19 May 2007

punishment

i feel like this life is punishment for some horrendous evil i must have done in a past life... sure... i have TONS of fun most days, but when it's bad... it's really bad...

tonight for instance... the S.O. went out with some friends finally... i knew he was going... i WANTED him to go... and yes, i knew there would be a girl there that likes him... admittedly, this makes me a wee bit uncomfortable... he is after all still my husband... but so much of me wants him to go out with someone else just so he will remember that i am not what gives him his worth as a human being... i know that sounds totally fucked up, but it's true... he is so dependent on me that he thinks and acts like he will cease to function without me... and that is the whole root of our problem i think... i do NOT want to be needed that badly by ANYONE... it's all i can do to take care of myself most days...

anyway... so he went out and i knew and that was all ok... he is trying so hard to be clean and sober, but i knew he wouldn't make that goal this evening... and really, that's okay, too.... i understand that he needs to "fall" every now and then... he isn't perfect, nor do i expect him to be...

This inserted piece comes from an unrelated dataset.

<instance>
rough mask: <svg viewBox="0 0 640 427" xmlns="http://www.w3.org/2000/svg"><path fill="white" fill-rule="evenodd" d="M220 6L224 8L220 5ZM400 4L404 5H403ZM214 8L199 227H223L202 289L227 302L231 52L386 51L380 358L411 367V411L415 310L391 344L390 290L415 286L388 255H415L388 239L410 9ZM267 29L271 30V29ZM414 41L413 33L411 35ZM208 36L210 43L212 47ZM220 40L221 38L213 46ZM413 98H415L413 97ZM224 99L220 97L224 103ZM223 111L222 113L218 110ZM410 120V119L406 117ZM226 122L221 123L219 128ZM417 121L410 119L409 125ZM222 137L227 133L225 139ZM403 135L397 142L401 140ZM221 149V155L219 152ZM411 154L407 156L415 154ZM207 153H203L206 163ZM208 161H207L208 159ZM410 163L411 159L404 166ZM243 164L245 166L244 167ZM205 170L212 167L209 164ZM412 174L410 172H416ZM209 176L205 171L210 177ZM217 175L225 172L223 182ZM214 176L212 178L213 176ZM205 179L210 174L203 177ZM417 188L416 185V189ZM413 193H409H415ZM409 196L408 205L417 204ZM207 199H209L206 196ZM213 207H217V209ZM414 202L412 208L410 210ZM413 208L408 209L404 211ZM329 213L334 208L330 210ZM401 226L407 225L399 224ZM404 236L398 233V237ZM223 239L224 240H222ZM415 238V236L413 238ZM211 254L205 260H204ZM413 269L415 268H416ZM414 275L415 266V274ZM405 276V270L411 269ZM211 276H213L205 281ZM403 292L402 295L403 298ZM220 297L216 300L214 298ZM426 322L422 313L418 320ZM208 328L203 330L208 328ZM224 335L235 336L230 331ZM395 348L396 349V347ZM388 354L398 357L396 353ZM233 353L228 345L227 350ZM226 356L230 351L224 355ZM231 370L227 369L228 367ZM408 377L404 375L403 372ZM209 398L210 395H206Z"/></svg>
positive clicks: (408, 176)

the part that makes me feel like i am being punished is that he just left me this crazy sounding voicemail... he is obviously intoxicated in some way... and he was barely even able to form full sentences... so here i am worried sick that not only had he "fallen" this time, but he may have fallen too far, too fast... i am SICK with worry.... i tried returning his call just moments after he left the message, but he will NOT answer... i call and call and call and get NOTHING... so i am just sick on my stomach that something has happened.... has he taken pills? does he have a gun? did he pass out and hit his head? did he just drink so much he needs his stomach pumped??

i have called a friend who is closer to him (physically) than i am right now and asked her to go check on him... so here i sit waiting to see if he is alright... i want to go check on him, but if he IS okay then i will just be ill that he wouldn't answer the phone... and he will be drunk so he will probably quickly pick a fight (this is a pattern we repeat all too often BTW)... or worse yet, if the girl he was with earlier is still there and things are happening then i am not sure HOW i would react... but i do know it wouldn't be good...

so now i wait.... and pray... and wait... and pray some more....




Dear God,

please let him be okay... and please forgive me for causing both him and me this much pain and suffering.